Here are six Maltese crafts you need to know about.
1. Lace-making aka bizzilla
Bizzilla is one of the oldest traditional craft and is often linked with nobility. Maltese lace is very sought after, can often be sold at auctions or is sometimes worn by people high in society such as the clergy.
It is often made with Spanish silk but the inclusion of the Maltese cross into the lace pattern helps make this craft local AF.
Still one of the most beloved and popular traditional crafts on the island, lace-making is very big in certain areas like the sister island of Gozo.
The art of Filigree consists of weaving together fine threads of gold or silver to create ornate motifs or intricate jewellery.
Although you can buy ready-made filigree all over the island, watching it being made is satisfying AF!
Weaving is one of the oldest Maltese crafts dating back to the prehistoric times. It involves interlacing threads to create fabric used for clothing, rugs and other products.

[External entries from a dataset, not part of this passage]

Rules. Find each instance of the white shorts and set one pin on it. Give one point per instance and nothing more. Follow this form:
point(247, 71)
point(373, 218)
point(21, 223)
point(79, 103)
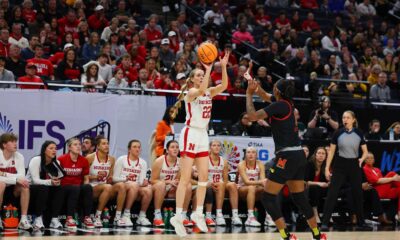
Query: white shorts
point(193, 142)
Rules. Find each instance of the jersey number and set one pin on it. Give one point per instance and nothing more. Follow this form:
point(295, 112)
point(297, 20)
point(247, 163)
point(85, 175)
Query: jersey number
point(206, 111)
point(216, 178)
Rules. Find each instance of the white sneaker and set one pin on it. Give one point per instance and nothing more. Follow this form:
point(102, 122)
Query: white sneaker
point(143, 221)
point(119, 222)
point(200, 221)
point(252, 222)
point(236, 221)
point(177, 223)
point(38, 223)
point(268, 221)
point(220, 221)
point(55, 223)
point(24, 225)
point(127, 220)
point(97, 222)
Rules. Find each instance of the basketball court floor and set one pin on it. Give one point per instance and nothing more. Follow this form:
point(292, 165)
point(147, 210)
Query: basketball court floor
point(215, 233)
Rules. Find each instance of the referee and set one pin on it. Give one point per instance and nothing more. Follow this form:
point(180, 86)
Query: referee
point(346, 167)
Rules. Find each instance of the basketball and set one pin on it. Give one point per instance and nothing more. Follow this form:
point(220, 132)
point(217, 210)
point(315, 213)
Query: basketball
point(207, 52)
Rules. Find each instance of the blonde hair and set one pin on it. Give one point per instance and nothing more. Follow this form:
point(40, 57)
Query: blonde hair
point(181, 95)
point(353, 115)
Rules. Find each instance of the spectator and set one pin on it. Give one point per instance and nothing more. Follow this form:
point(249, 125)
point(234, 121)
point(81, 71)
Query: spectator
point(316, 180)
point(5, 75)
point(153, 34)
point(366, 9)
point(130, 73)
point(4, 44)
point(324, 117)
point(16, 36)
point(388, 186)
point(309, 24)
point(68, 69)
point(396, 131)
point(374, 132)
point(113, 28)
point(92, 48)
point(380, 91)
point(31, 77)
point(15, 63)
point(214, 15)
point(91, 78)
point(97, 21)
point(12, 175)
point(330, 42)
point(118, 81)
point(44, 67)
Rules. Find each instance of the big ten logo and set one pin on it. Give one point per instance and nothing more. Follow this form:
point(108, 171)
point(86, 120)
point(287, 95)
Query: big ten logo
point(262, 154)
point(34, 129)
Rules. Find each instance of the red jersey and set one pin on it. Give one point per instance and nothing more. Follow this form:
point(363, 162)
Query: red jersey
point(131, 74)
point(31, 79)
point(74, 171)
point(44, 66)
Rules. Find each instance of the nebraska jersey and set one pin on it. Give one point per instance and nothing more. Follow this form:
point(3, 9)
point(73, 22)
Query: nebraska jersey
point(253, 174)
point(169, 172)
point(99, 169)
point(216, 172)
point(132, 170)
point(198, 112)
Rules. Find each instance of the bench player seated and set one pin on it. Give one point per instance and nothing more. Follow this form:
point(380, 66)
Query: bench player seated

It is a lost art in modern times, but there are a handful of locals who are keeping the tradition alive by hosting workshops and demonstrations.
The Maltese clock consists of a wooden case (relating to that other wood-making craft that is arkett) and comes in many different sizes. It was mostly found in the homes of the super rich centuries ago.
These clocks are usually heavily decorated with gild or hand-painted flower patterns. Nowadays, real Maltese clocks are a collector’s item but replicas can be found around the island.
5. Glass blowing
One of the Maltese crafts that hasn’t really died down is mouth-blown and hand finished glassware, usually bursting with colour and still adorning home interiors all over the islands.
Many tourists love to not only watch glass-blowing, but also participate as a way of getting immersed in Malta’s culture. The process begins involves melted coloured beads which are blown into a shape.
The objects you can make are endless such as drinking glasses, vases, bowls, candle holders and more. Interested? You must check out the Mdina Glass Blowing Factory.
6. Crib building
Although cribs (known as presepji in Maltese) may only appear during the Christmas period, crib making is a highly popular craft and people start prepping from the summer period. A grotto or a large traditional crib are usually the ones that are made.
Cribs are a strong part of Maltese tradition and you’ll see many plotted across the island during the festive season, shown off with great pride at exhibitions or competitions.